4 Keys to Customer-Centered Product Design

The construction industry is seeing a growing shortage of workers, with a reported 247,000 job openings as of earlier this year. This labor shortage will continue to escalate as the workforce ages and baby boomers reach retirement age. These shortages are not unique to construction; you can find similar issues in healthcare and manufacturing. Products that reduce hours and increase safety become even more critical to a business, because employee availability is vital.

At Excellerate, the work we do makes our customer’s employees more efficient and safer. Applying a customer-centered approach to our design process enables us to create products that resonate with our customers. Our customer-centered design process is broken into four steps.

1) Identify Key Product Information

Customer research is a valuable aspect of product design, no matter where you are in a product’s life cycle. The goal of customer research is to discover and document information about the product’s users, providing data to lead the product design process. There are many user research methods, but the most frequent are user interviews, with question/answer sessions to gain insight into their experiences, problems and expectations of the product, and field studies, observing users in the environment in which the product is intended to be used. This research can guide future work and help validate product development decisions.
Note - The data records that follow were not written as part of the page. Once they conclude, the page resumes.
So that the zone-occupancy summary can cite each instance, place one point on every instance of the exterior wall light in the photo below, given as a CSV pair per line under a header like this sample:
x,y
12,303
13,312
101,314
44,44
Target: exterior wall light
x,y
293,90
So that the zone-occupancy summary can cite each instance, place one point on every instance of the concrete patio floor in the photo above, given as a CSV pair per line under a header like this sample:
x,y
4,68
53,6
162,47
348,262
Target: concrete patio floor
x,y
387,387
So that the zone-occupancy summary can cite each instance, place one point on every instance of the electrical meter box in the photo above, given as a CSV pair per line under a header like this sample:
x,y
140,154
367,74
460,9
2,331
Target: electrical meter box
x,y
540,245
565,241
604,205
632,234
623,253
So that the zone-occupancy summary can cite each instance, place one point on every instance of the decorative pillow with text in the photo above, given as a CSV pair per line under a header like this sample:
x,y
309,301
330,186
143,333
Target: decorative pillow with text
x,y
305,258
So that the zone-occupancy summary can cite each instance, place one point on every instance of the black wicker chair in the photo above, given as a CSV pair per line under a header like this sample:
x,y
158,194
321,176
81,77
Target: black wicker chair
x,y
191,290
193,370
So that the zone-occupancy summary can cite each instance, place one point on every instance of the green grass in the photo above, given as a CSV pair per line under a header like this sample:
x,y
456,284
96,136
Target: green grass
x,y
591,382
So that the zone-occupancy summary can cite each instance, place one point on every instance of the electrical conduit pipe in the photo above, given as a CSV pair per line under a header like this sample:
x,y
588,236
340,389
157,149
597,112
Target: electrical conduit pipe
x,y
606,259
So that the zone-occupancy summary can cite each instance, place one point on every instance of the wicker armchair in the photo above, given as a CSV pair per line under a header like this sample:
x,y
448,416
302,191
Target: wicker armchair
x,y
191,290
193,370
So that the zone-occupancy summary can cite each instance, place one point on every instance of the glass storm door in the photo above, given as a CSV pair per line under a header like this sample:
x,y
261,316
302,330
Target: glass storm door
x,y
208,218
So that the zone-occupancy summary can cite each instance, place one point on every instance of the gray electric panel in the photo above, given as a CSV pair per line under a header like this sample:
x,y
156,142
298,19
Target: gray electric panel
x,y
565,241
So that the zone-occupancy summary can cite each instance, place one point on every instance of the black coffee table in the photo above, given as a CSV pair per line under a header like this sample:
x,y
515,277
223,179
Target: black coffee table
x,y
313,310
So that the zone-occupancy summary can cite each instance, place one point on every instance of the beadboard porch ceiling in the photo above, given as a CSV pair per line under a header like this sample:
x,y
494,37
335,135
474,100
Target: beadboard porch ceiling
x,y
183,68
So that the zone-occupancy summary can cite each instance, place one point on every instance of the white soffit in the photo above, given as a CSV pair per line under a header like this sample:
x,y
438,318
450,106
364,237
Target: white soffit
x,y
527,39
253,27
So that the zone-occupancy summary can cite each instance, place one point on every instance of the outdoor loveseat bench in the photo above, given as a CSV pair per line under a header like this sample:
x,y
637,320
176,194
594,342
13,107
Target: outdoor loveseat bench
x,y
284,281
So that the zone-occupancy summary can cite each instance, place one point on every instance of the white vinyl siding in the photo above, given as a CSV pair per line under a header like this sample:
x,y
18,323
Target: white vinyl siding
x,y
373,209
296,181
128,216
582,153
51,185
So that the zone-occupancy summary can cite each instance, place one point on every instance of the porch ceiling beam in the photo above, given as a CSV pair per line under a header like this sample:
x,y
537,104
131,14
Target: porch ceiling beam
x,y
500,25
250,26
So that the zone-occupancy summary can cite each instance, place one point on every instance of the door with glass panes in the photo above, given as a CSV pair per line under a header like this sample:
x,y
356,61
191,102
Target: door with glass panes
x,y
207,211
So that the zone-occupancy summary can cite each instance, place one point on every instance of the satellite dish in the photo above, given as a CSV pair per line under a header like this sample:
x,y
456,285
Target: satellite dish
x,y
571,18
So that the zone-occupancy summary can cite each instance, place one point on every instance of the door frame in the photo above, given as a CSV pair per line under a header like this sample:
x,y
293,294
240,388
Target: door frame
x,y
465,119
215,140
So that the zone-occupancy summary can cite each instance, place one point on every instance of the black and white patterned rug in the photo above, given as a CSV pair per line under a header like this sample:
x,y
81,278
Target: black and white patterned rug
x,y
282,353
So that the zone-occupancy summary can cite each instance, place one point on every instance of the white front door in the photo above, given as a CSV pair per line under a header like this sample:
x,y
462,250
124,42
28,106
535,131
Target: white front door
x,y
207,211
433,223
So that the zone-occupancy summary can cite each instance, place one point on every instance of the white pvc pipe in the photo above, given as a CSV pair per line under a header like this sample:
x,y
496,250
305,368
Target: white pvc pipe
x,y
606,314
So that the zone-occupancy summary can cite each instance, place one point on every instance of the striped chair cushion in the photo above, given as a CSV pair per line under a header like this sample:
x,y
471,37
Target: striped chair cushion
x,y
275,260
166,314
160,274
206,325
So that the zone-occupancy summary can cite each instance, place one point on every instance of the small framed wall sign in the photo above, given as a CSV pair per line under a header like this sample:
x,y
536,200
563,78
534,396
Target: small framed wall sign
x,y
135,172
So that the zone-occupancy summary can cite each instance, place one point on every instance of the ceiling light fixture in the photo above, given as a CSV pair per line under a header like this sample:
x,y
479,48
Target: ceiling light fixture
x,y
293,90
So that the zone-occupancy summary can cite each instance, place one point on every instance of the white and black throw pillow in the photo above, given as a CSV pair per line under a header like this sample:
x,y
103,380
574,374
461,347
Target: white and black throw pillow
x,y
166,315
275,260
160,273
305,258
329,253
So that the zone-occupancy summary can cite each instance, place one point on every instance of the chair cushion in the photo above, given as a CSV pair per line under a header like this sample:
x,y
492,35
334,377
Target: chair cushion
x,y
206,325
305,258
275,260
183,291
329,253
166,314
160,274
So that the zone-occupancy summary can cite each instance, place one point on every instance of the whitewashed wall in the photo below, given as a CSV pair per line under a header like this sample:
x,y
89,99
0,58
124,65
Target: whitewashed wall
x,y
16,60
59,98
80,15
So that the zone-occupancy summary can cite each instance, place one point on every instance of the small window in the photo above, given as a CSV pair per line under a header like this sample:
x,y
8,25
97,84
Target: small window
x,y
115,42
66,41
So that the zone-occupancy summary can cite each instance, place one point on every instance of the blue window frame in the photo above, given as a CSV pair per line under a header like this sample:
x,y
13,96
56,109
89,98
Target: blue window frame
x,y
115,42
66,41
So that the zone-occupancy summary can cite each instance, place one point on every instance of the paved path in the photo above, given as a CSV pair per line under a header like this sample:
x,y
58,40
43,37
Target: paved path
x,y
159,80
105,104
2) Convert Insights Into Design

After developing a good understanding of the user, a detailed set of customer and functional requirements are created. Examples include:

  • Customer requirements for product to be highly visible in low light. The functional requirement to meet this could be specifying high-visibility paint on the unit.
  • Customer requirements for product to be used both indoors and outdoors. The functional requirement would be specifying the level of protection from the elements.
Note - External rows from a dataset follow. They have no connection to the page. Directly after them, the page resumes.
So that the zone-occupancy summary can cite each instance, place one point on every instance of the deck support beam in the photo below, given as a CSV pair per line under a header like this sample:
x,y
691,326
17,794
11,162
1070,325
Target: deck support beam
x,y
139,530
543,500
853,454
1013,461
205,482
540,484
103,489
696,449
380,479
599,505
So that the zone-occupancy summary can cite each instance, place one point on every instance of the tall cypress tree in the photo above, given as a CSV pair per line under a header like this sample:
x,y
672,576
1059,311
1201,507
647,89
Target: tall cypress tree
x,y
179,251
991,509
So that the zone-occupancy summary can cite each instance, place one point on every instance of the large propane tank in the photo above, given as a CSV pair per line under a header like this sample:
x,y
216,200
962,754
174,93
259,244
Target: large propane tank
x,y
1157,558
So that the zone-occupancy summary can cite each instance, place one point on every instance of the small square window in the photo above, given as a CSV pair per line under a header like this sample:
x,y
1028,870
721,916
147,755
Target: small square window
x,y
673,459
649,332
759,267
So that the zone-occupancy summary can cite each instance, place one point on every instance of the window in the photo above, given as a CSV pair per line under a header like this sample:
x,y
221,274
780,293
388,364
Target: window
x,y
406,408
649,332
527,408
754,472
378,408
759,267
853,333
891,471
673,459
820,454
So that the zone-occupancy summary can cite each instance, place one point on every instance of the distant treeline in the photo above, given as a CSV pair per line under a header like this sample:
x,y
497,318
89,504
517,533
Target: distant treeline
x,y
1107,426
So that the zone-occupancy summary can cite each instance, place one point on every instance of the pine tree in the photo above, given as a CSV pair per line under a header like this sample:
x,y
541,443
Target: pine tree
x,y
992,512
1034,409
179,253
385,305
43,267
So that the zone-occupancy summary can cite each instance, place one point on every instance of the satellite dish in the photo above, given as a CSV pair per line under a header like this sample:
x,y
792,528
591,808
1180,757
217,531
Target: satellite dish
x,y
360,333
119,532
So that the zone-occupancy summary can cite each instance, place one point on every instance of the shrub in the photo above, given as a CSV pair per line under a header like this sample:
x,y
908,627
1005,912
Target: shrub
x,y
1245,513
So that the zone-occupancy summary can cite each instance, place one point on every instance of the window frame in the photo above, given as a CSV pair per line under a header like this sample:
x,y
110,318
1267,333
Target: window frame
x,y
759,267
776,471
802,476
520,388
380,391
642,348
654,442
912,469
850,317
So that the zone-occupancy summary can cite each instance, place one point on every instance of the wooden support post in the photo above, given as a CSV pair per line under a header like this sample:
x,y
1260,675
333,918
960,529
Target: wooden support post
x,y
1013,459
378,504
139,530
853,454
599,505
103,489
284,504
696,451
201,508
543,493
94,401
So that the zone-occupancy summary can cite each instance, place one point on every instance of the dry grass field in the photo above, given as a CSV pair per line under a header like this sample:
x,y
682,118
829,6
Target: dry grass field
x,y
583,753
The product design team uses the information to guide the design, ensuring that the product meets all requirements. Without such insights into the design process, the outcome could be lost revenue due to the customer not buying because the product does not meet their needs.

3) Evaluate Design Concepts

Once you have an initial design concept, it is time to evaluate that concept with end-users. This evaluation allows the product team to identify the best solutions and enable further refinement of the design. Design feedback may be based on sketches, physical prototypes or functional prototypes provided to users who provided input and their interaction with the concept. The results are used to inform design decisions and ensure the end product will enable users to meet their goals.

4) Repeat for Insight

While a single round of end-user research provides valuable information for the product design team, product development is a continual process. With new insights from end-user evaluations, the design team can refine the design, iterating through product versions and end-user research as needed until reaching a final product. End-user research may also be conducted on released products to validate marketing claims and identify new user requirements to be incorporated into a future product.
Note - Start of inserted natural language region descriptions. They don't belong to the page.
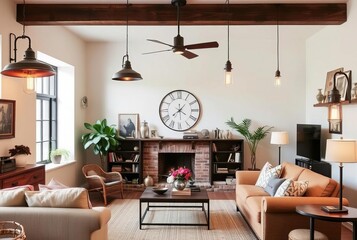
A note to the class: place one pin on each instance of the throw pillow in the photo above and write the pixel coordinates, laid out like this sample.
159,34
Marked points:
59,198
292,188
53,184
267,172
273,185
14,197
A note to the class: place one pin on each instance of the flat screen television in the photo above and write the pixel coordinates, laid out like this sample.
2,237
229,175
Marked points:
308,141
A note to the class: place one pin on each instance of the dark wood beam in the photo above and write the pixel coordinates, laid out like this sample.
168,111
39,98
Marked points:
194,14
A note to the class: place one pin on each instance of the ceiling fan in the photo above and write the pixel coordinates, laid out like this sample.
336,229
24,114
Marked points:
179,47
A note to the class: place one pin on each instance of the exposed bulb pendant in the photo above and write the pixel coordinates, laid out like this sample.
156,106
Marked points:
127,73
228,77
277,82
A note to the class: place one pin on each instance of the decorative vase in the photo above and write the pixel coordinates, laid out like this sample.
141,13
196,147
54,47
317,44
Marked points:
148,181
57,159
179,184
319,97
144,130
21,160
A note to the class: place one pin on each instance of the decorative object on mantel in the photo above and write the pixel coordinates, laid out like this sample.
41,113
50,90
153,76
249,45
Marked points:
102,137
56,155
320,97
179,178
20,152
252,138
29,68
127,73
228,79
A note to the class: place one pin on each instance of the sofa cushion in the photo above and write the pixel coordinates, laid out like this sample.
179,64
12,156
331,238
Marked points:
319,185
273,185
60,198
14,197
267,172
292,188
254,206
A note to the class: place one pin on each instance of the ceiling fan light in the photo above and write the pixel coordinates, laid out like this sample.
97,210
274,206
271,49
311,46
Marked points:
29,66
127,73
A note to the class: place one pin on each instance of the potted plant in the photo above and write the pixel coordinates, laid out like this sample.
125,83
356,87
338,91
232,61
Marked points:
20,152
56,155
252,138
102,137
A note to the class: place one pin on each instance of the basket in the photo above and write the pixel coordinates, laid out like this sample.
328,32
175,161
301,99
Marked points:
12,230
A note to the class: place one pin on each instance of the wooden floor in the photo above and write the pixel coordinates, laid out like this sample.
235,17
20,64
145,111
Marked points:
97,200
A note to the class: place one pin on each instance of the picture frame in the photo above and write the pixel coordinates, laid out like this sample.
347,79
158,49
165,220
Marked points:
329,82
335,127
7,118
128,125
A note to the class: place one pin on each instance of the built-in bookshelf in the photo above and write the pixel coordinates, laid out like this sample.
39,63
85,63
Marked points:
127,160
227,156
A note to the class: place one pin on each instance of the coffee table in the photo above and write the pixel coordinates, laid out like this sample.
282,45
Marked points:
149,197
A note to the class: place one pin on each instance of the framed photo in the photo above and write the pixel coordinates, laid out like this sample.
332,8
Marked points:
329,82
7,118
128,125
335,127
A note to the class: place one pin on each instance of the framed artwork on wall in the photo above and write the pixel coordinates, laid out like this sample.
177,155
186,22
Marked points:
128,125
7,118
329,82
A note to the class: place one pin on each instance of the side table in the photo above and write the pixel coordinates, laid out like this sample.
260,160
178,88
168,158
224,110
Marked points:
315,212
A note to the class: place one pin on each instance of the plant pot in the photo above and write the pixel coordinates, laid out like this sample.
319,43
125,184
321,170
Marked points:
57,159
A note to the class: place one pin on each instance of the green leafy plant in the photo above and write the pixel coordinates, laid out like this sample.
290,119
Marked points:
60,152
102,137
19,149
252,138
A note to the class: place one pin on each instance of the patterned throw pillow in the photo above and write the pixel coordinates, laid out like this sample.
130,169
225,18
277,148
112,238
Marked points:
267,172
292,188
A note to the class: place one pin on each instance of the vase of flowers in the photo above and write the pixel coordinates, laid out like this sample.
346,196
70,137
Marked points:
20,152
179,177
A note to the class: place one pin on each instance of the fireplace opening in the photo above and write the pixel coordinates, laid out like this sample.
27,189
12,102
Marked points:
168,161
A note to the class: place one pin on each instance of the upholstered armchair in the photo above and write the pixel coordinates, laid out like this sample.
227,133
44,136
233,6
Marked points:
105,182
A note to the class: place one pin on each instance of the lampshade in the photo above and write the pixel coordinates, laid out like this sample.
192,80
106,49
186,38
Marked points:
341,150
279,138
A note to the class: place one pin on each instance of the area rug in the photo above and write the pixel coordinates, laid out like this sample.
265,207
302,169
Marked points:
226,222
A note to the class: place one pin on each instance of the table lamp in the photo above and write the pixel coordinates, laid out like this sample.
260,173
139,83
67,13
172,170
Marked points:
279,138
340,151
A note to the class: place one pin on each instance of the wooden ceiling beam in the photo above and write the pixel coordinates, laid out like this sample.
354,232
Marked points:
194,14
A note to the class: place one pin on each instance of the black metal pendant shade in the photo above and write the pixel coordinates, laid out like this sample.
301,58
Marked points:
127,73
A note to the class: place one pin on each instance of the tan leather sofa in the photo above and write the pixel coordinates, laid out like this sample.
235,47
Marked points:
272,218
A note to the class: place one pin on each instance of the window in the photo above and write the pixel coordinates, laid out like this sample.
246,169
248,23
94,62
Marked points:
46,117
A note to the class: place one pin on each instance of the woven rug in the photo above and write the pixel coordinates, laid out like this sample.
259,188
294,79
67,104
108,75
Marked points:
226,222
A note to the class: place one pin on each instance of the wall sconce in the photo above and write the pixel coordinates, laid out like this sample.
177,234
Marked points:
29,68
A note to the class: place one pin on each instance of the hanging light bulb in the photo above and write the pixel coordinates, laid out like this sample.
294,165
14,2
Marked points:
127,73
277,73
228,77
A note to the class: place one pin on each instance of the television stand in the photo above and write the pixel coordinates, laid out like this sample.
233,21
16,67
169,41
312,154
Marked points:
320,167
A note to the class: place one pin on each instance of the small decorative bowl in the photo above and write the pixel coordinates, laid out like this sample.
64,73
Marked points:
159,190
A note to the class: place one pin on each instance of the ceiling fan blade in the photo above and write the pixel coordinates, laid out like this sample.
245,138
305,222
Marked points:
202,45
157,51
157,41
189,55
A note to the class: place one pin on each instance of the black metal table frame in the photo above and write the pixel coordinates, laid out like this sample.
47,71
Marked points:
148,206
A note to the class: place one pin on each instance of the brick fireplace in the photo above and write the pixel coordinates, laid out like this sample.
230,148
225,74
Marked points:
198,154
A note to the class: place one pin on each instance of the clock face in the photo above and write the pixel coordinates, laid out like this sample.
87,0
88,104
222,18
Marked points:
179,110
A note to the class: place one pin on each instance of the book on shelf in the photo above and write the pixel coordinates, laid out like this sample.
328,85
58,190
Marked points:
185,192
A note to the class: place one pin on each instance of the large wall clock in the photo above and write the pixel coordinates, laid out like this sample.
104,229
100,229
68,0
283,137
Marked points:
179,110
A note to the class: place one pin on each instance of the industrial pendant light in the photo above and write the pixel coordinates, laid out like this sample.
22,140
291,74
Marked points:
277,73
127,73
29,68
228,78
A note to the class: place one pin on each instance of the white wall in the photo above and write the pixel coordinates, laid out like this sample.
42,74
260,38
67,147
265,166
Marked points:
331,48
253,95
59,43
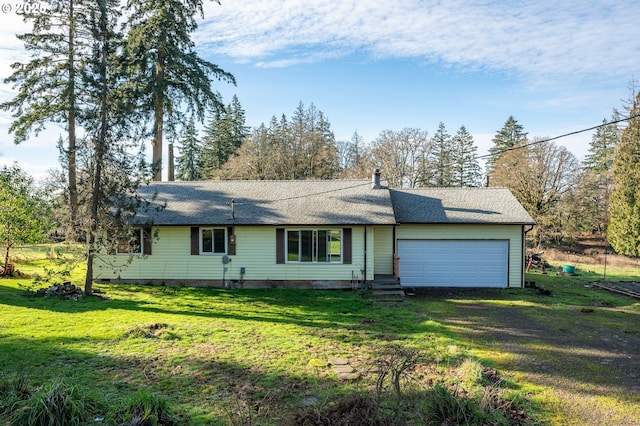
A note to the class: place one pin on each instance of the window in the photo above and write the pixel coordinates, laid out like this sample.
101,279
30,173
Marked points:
213,240
132,245
314,245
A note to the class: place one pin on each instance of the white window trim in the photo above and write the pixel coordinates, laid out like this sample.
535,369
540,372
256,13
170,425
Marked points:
330,262
201,240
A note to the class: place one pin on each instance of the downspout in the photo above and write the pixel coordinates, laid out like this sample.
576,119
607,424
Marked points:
524,252
364,278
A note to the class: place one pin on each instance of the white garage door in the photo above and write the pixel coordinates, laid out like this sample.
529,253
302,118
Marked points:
453,263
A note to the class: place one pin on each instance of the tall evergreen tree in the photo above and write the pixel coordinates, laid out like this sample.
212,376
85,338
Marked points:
603,146
223,135
624,227
188,162
301,148
441,162
167,74
400,155
465,169
49,84
353,158
589,201
511,134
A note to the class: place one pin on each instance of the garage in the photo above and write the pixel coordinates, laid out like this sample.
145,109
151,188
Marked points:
454,263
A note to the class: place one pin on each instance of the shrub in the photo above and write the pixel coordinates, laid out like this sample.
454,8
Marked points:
446,407
12,392
146,408
53,405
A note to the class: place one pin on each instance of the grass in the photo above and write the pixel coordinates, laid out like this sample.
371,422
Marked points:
211,356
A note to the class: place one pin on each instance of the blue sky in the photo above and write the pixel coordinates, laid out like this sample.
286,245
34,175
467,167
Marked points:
374,65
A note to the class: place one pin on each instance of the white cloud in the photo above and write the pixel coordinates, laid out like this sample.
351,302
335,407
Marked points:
536,39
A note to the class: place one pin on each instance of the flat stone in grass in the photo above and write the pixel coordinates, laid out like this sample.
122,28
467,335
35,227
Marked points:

Customer-centered design is a great process for design, providing confidence that your product will help its users accomplish their goals, leading to increased sales and lower customer service costs. Tailoring products for people in specific contexts and with specific tasks also leads to safer products. The process can be incorporated into agile, waterfall and other project management methodologies.

Putting the product design team in close contact with users very often leads to a more profound sense of empathy with the customer. This is essential in creating effective and efficient designs.